I can then loop over all the files I want to copy and use "file" command which will tell me what it is, and in the case of images, what their resolution is. If I then grep for that resolution, I can work on the returncode ($?) from grep and move the file into the directory. It is not optimised, because that would take much more thinking and probably using an array to avoid querying the files more than once.

Second half of the function deals with the resolution target directory after the files have been copied. In a sub-shell, jump into the resolution directory and then rename files that does not match the pattern J or P followed by digits, ending in .jpg or .png. The move command also will avoid over-writing existing files.

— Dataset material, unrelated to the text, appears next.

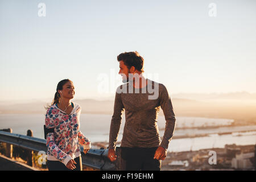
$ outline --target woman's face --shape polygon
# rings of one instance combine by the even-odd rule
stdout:
[[[75,95],[75,87],[73,82],[68,81],[63,85],[62,90],[58,92],[61,97],[68,99],[73,98]]]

This allowed me to process about ten thousand images into a dozen specific directories based on resolution in about 30 minutes.

The second function is this:

function wallpaperz () {
  (
    FILES2560x1600=(Pictures/Wallpapers/2560x1600/*)
    FILES3840x2160=(Pictures/Wallpapers/3840x2160/*)
    while true
    do
      RND=$(( $RANDOM % ${#FILES3840x2160[@]} ))
      xwallpaper --output DP-0.8 --zoom ${FILES3840x2160[$RND]};
      RND=$(( $RANDOM % ${#FILES2560x1600[@]} ))
      xwallpaper --output DP-2 --zoom ${FILES2560x1600[$RND]}
      sleep 300
    done
  ) & disown
}

I make two arrays based on two distinct resolutions (it is possible to combine them). Then loop and take the remainder of the division of $RANDOM (random number up to 32768) with how many images in the array and then set the distinct display output with this image. Rinse and repeat for the other screen / output. Sleep for five minutes, then do it again. Enclosing it within parenthesis runs this in a subshell - and the ampersand will background the task. 'disown' will detach it from your shell and terminal, meaning you can close the window and shell and it is still running.